Por Lucas Pimenta e Lillo Parra

 

[QaQ] Você é um dos roteiristas mais respeitados e experientes do mercado, além de já ter recebido diversos prêmios. E agora é o editor de um projeto desde o nascedouro. O que é a Editora Nemo e como ela pretende atuar?

[WS] A NEMO é a editora de quadrinhos do Grupo Autêntica. Estamos iniciando agora um projeto a longo prazo, cujo principal objetivo é publicar quadrinhos de qualidade, criados por autores nacionais e estrangeiros. Para isso, estamos trabalhando com edições no formato álbum, com ótima impressão e acabamento, vendidas a preços acessíveis. Neste início, temos séries e coleções que trazem clássicos europeus e também novas HQs produzidas por talentos brasileiros contemporâneos. E isso é apenas o começo!

[QaQ] Nesta semana a Nemo entrou no mercado com três álbuns. Entre eles Arzach, o lendário álbum de Moebius, inexplicavelmente inédito no Brasil. A que você credita o ineditismo dessa obra?

[WS] É realmente inexplicável o fato de um clássico revolucionário e tão influente como Arzach ter ficado mais de trinta anos inédito no Brasil. Talvez tenha sido uma questão de falta de visão ou de desconhecimento por parte dos editores (já que outras obras do Moebius foram publicadas por aqui nas últimas décadas). Mas é realmente um mistério…

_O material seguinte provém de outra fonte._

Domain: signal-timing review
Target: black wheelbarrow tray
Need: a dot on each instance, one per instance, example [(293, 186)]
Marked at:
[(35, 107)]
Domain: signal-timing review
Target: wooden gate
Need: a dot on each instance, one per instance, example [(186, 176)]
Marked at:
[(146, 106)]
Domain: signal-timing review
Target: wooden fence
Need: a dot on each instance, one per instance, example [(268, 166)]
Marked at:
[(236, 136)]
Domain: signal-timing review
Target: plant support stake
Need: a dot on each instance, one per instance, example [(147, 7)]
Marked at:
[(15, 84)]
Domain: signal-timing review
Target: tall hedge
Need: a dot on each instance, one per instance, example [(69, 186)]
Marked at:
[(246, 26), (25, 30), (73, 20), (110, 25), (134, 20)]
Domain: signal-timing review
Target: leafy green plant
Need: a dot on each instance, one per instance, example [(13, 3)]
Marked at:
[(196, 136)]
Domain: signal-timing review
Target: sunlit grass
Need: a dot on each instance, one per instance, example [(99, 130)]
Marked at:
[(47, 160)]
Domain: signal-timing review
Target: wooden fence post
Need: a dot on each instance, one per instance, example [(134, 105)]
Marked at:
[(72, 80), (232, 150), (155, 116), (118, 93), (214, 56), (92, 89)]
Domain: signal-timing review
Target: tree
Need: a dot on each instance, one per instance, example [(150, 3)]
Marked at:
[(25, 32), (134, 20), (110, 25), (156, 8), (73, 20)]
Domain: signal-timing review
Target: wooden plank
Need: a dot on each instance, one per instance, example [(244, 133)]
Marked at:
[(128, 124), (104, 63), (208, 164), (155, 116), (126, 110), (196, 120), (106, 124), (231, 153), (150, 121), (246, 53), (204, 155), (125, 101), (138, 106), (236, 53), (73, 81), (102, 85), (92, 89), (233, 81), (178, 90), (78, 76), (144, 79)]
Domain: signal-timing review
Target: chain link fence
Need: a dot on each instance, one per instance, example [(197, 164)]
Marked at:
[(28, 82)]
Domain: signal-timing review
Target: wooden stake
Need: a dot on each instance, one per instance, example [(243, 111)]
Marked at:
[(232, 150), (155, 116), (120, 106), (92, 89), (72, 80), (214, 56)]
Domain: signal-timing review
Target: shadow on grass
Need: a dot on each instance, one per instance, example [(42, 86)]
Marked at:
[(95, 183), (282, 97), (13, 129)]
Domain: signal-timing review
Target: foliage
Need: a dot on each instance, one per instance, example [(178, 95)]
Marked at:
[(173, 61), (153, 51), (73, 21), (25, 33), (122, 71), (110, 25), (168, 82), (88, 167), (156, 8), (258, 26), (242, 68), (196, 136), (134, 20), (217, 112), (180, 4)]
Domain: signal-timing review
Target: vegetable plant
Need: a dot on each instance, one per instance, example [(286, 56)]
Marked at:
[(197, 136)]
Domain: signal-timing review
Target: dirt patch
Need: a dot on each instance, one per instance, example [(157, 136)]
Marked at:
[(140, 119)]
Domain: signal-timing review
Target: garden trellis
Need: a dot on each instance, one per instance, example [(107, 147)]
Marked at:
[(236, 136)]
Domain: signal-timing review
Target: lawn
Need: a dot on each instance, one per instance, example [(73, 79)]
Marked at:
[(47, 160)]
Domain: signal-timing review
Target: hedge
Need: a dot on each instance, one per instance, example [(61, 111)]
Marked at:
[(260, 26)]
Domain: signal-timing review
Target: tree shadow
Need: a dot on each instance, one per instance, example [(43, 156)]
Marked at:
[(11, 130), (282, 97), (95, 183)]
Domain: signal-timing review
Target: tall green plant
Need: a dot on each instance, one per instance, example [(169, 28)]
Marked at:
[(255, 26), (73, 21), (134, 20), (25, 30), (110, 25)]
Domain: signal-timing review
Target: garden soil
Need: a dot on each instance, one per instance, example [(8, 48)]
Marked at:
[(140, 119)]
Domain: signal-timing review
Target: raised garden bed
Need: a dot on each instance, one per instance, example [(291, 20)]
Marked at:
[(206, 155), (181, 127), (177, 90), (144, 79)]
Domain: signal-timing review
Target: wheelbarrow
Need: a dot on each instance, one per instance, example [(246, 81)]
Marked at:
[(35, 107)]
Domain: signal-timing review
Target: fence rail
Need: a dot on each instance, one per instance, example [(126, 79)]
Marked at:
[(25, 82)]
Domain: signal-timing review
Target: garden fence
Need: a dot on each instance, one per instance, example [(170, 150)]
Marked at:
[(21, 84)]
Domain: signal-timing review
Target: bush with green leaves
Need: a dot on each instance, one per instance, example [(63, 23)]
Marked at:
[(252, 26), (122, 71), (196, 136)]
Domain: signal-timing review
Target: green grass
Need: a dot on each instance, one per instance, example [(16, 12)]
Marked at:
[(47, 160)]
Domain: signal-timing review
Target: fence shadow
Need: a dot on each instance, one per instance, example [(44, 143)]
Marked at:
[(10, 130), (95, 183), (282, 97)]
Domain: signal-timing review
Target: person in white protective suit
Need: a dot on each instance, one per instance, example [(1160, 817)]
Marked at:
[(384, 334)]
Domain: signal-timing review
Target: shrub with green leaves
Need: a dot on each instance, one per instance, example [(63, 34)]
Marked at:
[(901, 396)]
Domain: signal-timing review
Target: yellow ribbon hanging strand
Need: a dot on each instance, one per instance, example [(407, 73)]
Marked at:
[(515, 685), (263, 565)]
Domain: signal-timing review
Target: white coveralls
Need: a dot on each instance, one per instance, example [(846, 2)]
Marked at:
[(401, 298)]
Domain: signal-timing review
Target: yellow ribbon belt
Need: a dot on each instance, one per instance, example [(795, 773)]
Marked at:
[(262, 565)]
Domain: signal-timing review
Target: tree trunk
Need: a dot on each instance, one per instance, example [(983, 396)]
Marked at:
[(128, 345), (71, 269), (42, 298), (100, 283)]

[QaQ] Com um mercado que oferece pouquíssimas opções ao leitor brasileiro do material franco-belga, publicar Arzach, uma série de quatro contos sem palavras não é uma escolha ousada para a primeira publicação européia da editora? Acredita que o leitor brasileiro está mais maduro para esse tipo de obra?

[WS] Mas publicar Arzach é uma aposta segura! Que outro álbum, ainda inédito no Brasil, revolucionou a linguagem dos quadrinhos, inovando na narrativa e na estética, causando um impacto absurdo quando lançado e influenciando o trabalho de gerações de quadrinistas desde então? O trabalho do Moebius, nessa série e nas HQs que publicaremos nos volume seguintes da coleção, transformou não apenas os quadrinhos mas também o cinema, o design e até a moda. Então, começar pela obra com a qual Moebius iniciou sua revolução estética nos pareceu uma ótima opção. E além das quatro HQs clássicas sem balão, nossa edição traz “O Desvio”, a primeira história de ficção & fantasia de Jean Giraud (o futuro Moebius), e também mais três HQs do universo de Arzach.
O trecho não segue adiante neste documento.